In the case of Markdown prose, I don't /care/ what kind of HTML it writes.
Headers, paragraphs, links, all taken care of. I write text, it gets run
automatically through a parser/html generator (I use maruku), and I don't
think about it. HAML is great for templates & layouts, when I care about DIVs
and ids and classes, without being the wordy, ugly HTML itself.

------
emilis_info
Is this link a recursive joke?

All I got is a grey page with "Click here to skip this or wait 15 seconds.".
The link does not work.

I have JavaScript disabled with NoScript FireFox extension.
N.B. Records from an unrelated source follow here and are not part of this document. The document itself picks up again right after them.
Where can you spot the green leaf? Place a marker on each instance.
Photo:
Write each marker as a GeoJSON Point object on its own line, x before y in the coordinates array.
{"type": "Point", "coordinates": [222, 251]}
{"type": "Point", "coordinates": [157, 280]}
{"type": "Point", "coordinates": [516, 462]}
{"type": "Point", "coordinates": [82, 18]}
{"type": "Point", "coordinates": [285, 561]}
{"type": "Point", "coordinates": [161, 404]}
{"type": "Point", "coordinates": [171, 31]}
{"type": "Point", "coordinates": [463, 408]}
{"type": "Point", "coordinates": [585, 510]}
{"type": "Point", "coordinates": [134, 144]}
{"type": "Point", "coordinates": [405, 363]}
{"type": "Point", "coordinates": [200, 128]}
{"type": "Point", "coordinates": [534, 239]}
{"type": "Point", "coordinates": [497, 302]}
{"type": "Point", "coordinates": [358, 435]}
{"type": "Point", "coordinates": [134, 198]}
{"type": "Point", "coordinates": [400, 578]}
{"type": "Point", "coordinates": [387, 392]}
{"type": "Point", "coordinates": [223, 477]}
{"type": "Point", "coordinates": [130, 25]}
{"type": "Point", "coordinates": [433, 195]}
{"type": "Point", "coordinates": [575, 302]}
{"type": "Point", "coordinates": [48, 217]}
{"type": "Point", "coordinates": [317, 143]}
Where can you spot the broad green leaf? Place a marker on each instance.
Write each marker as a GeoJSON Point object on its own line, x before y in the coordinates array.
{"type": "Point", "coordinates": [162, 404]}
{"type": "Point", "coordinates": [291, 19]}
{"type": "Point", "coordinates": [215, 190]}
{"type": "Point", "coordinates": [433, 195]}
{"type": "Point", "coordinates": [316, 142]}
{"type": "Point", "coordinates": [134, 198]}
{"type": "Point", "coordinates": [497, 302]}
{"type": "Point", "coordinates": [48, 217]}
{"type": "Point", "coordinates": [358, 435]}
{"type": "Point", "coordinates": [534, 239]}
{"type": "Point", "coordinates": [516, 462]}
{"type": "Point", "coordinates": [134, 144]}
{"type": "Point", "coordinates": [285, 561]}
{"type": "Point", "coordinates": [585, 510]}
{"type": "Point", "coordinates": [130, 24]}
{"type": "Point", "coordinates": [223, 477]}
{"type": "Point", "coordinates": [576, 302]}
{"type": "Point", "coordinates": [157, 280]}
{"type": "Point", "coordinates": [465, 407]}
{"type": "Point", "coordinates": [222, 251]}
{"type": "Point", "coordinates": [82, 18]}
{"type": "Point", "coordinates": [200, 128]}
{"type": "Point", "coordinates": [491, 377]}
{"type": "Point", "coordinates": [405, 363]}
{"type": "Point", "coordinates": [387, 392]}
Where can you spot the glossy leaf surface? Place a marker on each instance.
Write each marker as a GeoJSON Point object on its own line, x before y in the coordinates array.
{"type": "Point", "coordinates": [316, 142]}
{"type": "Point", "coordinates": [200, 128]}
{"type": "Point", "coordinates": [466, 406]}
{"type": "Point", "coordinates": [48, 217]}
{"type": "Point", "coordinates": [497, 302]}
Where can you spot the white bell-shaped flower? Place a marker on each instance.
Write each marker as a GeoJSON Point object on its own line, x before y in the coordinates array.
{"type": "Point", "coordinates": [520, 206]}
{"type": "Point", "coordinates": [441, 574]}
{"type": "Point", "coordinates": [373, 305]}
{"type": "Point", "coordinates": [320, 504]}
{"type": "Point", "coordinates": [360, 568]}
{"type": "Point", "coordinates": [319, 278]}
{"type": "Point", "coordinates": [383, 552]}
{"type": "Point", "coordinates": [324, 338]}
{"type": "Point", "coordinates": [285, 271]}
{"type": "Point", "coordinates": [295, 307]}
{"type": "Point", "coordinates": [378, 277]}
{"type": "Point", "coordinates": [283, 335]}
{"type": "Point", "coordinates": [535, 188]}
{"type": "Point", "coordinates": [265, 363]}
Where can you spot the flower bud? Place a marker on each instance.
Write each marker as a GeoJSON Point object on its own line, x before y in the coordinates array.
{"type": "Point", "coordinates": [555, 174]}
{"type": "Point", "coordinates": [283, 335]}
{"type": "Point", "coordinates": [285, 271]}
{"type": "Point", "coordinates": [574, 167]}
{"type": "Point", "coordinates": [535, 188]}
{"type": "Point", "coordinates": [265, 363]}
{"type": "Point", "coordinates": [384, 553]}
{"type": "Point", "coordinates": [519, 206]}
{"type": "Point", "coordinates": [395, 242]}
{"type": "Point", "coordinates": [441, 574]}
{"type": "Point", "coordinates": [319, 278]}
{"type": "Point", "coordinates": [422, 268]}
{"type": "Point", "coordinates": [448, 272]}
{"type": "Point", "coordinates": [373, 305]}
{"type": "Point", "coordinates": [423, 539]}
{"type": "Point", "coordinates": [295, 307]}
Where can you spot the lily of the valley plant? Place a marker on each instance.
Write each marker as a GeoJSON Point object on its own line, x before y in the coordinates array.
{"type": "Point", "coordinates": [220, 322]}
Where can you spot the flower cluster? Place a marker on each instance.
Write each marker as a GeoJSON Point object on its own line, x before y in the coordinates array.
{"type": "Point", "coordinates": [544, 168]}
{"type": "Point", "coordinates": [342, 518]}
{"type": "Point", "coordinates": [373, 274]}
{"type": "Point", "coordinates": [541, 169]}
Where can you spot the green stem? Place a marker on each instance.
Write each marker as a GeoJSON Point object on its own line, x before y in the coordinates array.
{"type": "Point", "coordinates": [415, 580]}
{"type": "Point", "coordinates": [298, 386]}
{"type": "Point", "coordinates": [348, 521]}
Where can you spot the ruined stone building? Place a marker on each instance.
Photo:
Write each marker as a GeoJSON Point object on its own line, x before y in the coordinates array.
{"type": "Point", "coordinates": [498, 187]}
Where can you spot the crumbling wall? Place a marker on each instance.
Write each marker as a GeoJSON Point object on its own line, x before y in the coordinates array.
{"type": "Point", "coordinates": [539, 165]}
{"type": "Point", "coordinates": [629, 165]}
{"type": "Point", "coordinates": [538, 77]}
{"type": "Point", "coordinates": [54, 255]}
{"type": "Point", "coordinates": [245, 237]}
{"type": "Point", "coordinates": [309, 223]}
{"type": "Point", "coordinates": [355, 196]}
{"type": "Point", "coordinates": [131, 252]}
Judging from the HTML code of the page it seems that the authors of linux-
mag.com don't know how to use noscript or meta redirect tags.

------
adatta02
Use a WYSIWYG? I mean if you seriously can't wrap your head around HTML/CSS
maybe you're in the wrong business...

------
jerryji
killerweb's comment at DZone is pretty insightful --
<http://www.dzone.com/links/dont_make_me_write_html.html>

------
raintrees
I guess I am the lazy one - I just use an IDE web designer in design view,
then switch to code view as needed. Benefits from both worlds.

------
jyothi
If it is basic listing table and the sort - Use Mac TextEdit and save as html
or use the MS html editor. There are tools.

------
ams1
why not just use an editor that has shortcuts and automatically closes tags?
textmate and others "write" a lot of the html for you.